I don't wanna necessarily speculate on the percentage because it's not very clear, and it's a lot of guesswork at this point given the lack of data, so.
Okay. That's completely fair.
Robert, maybe I just clarifying comment there, is I think everybody knows this, but because this is a IV therapy, you know, the tracking is a little different from if it were oral.
Mm-hmm.
So, we lose sight of the sort of individual and patient at the time the drug leaves academic center. I think that's why there's some of these uncertainties.
No, that's completely understandable, Neil. Thank you guys again, and congrats on the quarter.
Thank you. With that, we finish our Q&A session for today. I will turn the call back to Mr. Neil Desai for his final comments.

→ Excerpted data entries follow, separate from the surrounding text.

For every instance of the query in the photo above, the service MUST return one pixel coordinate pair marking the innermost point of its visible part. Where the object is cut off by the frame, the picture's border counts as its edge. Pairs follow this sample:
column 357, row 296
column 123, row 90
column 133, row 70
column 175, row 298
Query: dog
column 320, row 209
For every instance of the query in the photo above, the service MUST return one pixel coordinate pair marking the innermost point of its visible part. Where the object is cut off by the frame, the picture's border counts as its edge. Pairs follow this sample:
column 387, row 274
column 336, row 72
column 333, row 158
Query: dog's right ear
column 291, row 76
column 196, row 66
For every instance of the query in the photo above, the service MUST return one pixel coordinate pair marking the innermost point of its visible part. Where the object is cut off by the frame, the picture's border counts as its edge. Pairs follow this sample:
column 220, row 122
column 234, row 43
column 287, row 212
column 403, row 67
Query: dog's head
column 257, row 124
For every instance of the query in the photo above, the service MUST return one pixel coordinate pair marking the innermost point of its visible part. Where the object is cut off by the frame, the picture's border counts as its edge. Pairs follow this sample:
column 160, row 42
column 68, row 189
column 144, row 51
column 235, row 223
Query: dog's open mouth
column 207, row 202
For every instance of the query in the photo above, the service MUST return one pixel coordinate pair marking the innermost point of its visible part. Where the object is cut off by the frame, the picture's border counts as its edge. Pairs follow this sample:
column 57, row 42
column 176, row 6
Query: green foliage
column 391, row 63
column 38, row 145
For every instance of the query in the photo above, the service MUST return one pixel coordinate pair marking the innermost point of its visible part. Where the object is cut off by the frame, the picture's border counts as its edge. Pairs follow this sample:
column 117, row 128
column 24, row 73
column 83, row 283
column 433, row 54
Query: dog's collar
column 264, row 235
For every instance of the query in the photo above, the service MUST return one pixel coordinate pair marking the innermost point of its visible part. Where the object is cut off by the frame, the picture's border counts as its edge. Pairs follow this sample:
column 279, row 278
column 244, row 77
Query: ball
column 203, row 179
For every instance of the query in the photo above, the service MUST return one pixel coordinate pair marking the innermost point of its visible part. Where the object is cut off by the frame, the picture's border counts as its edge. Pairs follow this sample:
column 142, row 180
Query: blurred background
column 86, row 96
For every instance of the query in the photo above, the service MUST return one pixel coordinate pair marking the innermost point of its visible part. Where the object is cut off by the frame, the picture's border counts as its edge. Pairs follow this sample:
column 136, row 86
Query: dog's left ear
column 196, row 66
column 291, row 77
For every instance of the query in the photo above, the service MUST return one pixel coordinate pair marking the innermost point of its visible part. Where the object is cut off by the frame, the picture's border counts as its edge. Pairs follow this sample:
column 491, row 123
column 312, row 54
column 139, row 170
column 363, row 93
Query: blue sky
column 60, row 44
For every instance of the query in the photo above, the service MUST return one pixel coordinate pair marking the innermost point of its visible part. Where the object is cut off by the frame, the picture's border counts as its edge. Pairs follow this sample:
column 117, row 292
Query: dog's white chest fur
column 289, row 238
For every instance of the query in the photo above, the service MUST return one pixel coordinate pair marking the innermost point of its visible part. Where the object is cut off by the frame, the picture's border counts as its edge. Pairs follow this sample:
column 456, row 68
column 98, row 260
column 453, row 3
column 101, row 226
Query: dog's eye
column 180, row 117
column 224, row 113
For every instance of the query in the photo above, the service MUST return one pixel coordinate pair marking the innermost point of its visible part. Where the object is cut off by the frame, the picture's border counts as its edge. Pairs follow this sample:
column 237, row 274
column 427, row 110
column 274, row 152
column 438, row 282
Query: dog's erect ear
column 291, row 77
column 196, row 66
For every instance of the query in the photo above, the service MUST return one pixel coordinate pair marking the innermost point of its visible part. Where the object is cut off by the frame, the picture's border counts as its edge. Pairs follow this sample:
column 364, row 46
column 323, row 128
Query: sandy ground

Yeah. Hi, everyone, and thank you again for joining us today. We appreciate the questions, and we appreciate the interest. We appreciate your time, and we look forward to the opportunities, coming up in the fall to provide additional updates on our progress. Have a good day. Thank you.
Ladies and gentlemen, this concludes today's conference call. Thank you for your participation, and you may now disconnect.